Unlike Annie and maybe Jeremy, I grew up at the tail end of an era when communicable diseases spread like the flame from a match dropped on a cotton sheet. Quarantines were never meant to keep people from expressing themselves. You were kept for a specific purpose, which was to prevent other people from picking up your germs. The isolation — unless you happened to be a typhoid carrier — ended when the disease ran its course and you were no longer contagious. It was especially important in the days before antibiotics. We’ve seen far less of it now because we have antibiotics and vaccines to curb the menaces that lurk in our lungs and on our skin.
Right now, SARS is a disease to be watched. Thanks to the efforts of the World Health Organization, we’re able to track the progress of the disease around the world and contain it in the places where it pops up. Quarantine is an important part of the program: carriers of the disease, willing or resisting, are kept away from potential victims. Because of this, we may never see SARS become the population killer that it could be. And some of us will wonder if this was all necessary.
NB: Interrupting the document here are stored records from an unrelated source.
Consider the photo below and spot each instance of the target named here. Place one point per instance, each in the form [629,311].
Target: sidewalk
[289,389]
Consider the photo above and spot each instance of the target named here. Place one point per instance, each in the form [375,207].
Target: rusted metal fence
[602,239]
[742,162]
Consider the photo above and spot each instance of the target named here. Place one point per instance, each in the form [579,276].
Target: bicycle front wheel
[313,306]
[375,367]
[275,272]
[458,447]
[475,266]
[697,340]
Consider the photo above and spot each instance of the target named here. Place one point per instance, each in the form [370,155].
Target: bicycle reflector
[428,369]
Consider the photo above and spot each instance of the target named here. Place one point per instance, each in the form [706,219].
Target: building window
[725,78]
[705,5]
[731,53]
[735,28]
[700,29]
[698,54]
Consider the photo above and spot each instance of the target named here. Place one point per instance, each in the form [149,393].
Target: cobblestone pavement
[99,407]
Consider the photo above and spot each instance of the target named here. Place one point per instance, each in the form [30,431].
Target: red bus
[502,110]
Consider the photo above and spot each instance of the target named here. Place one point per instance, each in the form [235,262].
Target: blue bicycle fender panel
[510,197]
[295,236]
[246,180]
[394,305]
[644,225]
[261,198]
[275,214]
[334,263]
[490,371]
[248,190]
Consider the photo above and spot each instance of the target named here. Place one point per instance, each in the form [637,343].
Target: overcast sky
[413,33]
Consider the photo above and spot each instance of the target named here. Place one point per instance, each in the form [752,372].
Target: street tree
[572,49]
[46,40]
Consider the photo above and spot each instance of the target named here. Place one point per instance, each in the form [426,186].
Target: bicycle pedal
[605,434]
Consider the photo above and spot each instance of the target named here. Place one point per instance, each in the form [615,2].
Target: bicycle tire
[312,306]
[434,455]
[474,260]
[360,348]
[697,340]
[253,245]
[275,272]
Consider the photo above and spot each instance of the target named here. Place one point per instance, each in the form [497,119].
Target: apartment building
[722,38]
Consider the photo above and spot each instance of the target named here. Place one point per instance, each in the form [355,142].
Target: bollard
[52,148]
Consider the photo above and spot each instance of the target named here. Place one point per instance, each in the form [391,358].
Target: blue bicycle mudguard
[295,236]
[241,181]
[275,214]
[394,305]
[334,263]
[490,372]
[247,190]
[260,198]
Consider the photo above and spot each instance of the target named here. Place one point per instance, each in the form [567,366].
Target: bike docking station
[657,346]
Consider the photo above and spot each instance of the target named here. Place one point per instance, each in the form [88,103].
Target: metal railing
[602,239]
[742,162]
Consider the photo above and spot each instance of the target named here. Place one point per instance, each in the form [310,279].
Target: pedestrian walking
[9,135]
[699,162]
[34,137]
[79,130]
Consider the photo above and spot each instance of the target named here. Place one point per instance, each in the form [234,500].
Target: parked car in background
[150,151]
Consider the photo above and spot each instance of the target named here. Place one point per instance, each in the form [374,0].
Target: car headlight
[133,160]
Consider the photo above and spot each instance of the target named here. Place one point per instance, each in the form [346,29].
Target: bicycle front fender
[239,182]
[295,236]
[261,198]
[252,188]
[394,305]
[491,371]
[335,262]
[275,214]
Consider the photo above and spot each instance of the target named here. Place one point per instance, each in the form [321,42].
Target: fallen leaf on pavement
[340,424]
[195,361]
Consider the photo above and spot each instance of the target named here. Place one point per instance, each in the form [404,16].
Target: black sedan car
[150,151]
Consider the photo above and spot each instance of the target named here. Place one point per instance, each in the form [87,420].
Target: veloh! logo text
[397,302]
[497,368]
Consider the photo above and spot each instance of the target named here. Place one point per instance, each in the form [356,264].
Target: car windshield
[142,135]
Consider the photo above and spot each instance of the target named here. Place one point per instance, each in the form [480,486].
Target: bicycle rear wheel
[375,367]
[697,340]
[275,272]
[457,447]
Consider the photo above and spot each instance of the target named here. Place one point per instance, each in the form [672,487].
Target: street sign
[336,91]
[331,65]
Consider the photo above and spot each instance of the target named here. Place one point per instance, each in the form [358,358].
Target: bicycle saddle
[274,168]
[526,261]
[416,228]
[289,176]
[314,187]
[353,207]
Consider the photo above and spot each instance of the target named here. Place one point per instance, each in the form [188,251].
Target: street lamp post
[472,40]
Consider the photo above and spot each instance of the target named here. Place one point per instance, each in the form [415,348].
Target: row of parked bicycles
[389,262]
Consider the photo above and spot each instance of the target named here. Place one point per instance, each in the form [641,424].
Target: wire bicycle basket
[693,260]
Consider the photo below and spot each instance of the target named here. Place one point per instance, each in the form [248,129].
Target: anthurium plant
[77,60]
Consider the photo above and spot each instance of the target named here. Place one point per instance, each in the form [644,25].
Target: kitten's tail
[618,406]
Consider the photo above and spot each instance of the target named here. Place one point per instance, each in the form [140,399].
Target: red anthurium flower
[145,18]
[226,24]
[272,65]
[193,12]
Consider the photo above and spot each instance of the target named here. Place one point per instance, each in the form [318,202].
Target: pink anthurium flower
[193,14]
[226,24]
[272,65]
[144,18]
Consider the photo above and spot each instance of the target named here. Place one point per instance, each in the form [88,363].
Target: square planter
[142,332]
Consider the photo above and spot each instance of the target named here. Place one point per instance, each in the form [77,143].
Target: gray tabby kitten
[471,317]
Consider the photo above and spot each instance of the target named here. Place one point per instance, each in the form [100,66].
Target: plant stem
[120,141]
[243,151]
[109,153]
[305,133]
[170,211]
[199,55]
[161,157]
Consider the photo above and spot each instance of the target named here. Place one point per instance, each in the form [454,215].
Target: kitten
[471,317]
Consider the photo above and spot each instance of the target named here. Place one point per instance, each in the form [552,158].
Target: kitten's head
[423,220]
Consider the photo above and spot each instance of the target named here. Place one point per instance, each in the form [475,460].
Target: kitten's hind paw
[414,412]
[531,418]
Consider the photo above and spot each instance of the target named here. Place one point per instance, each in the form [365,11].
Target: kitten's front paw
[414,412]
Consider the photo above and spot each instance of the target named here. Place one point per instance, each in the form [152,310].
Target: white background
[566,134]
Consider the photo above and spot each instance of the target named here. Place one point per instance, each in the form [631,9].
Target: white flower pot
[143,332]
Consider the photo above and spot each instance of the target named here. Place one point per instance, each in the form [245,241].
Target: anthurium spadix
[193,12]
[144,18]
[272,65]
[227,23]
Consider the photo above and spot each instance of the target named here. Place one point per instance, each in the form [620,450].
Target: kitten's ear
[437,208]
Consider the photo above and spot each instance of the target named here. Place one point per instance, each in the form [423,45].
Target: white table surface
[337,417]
It’s better to pay this price now before SARS becomes the earth’s World Trade Center which happened because George W. Bush and John Ashcroft called off modest measures to keep the minions of Osama Bin Laden under surveillance. I, for one, would give a few days of my freedom to move about for the sake of the children across the street. This is the one, rare case when I would even agree that those who are unwilling should be taken captive and held — provided they have the disease and provided they are released when the sickness runs its course.
When politicians do crazy things in the name of “security”, it makes it hard, very hard, for people to accept and understand this kind of necessity. Call the suspicion of measures to contain SARS understandable if misguided: call what is being done to freedom of thought in America and China misguided and evil.
A Chinese visitor to the #travel channel at irc.icq.com told us that students were restricted to the University for the Labor Day holiday (May 1 in the world outside of America) to prevent the spread of SARS.
A more insidious intrusion into health matters here in the United States is investigated by Andrea the Shameless Agitator at Acts of Conscience.